Elle instille de la hiérarchie là où ne devrait prévaloir qu’une prudente empathie réciproque. La primauté ne saurait être envisagée sur un mode « mécaniste » au risque des droits fondamentaux. Pour dire les choses autrement,  le principe de primauté nous semble devoir être lu à la lumière des valeurs qui structurent l’ordre juridique de l’Union. A quoi servirait-il d’affirmer la prévalence du droit de l’Union si celle-ci avait pour conséquence un abaissement (qu’il ne faut pas exclure par principe) des standards en matière de protection des droits fondamentaux ? Avec l’arrêt Melloni, la Cour paraît renouer avec une rhétorique que l’on croyait dépassée. Soucieuse de renforcer les bases d’un ordre autonome, elle jugea en 1970 que «  l’invocation d’atteintes portées soit aux droits fondamentaux tels qu’ils sont formulés par la constitution d’un État membre, soit aux principes d’une structure constitutionnelle nationale, ne saurait affecter la validité d’un acte de la Communauté en son effet sur le territoire de cet État » (CJCE 17 déc. 1970, Internationale Handelsgesellchaft, aff. 11/70). En ce sens, la Cour définissait un « rapport de validation » impliquant que la primauté soit indivisible, inconditionnelle et absolue.
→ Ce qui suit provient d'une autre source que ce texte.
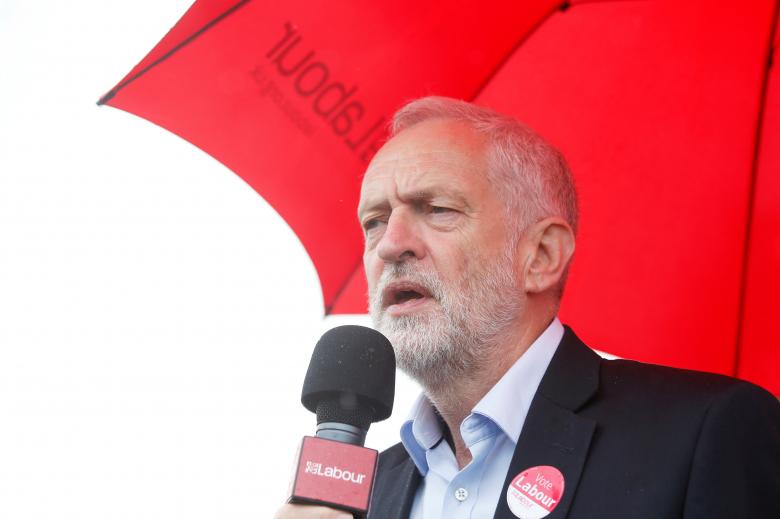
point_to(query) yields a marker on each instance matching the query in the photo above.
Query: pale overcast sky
(156, 315)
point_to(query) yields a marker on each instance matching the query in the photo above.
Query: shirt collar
(506, 404)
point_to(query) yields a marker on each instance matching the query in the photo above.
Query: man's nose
(401, 240)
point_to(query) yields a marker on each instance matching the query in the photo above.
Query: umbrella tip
(106, 98)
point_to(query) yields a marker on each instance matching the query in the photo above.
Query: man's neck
(454, 401)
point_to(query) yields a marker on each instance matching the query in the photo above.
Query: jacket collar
(553, 434)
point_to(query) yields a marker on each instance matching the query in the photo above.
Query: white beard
(456, 338)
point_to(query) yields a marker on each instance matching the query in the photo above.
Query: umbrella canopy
(657, 105)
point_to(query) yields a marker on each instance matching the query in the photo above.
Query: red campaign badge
(535, 492)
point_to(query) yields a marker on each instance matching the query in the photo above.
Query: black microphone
(350, 384)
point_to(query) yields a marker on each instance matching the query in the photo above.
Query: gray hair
(528, 173)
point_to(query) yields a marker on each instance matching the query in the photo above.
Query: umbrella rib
(106, 98)
(337, 295)
(752, 192)
(564, 5)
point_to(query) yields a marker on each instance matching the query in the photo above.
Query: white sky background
(156, 315)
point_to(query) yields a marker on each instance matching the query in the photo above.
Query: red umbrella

Cette option radicale n’a pas manqué de poser rapidement la délicate question des rapports hiérarchiques entre le droit communautaire et, spécialement, les normes constitutionnelles.

Or, le temps ne semble plus à l’affirmation d’un ordre naissant mais bien plutôt à la consolidation d’une Union de droit. Dans cette perspective, la Cour n’aurait-elle pas gagné à rendre un arrêt plus nuancé, lui permettant à la fois d’imposer, en l’espèce, la remise tout en laissant intacte la faculté des autorités nationales de se soustraire à cette obligation lorsque des circonstances particulières le commanderaient.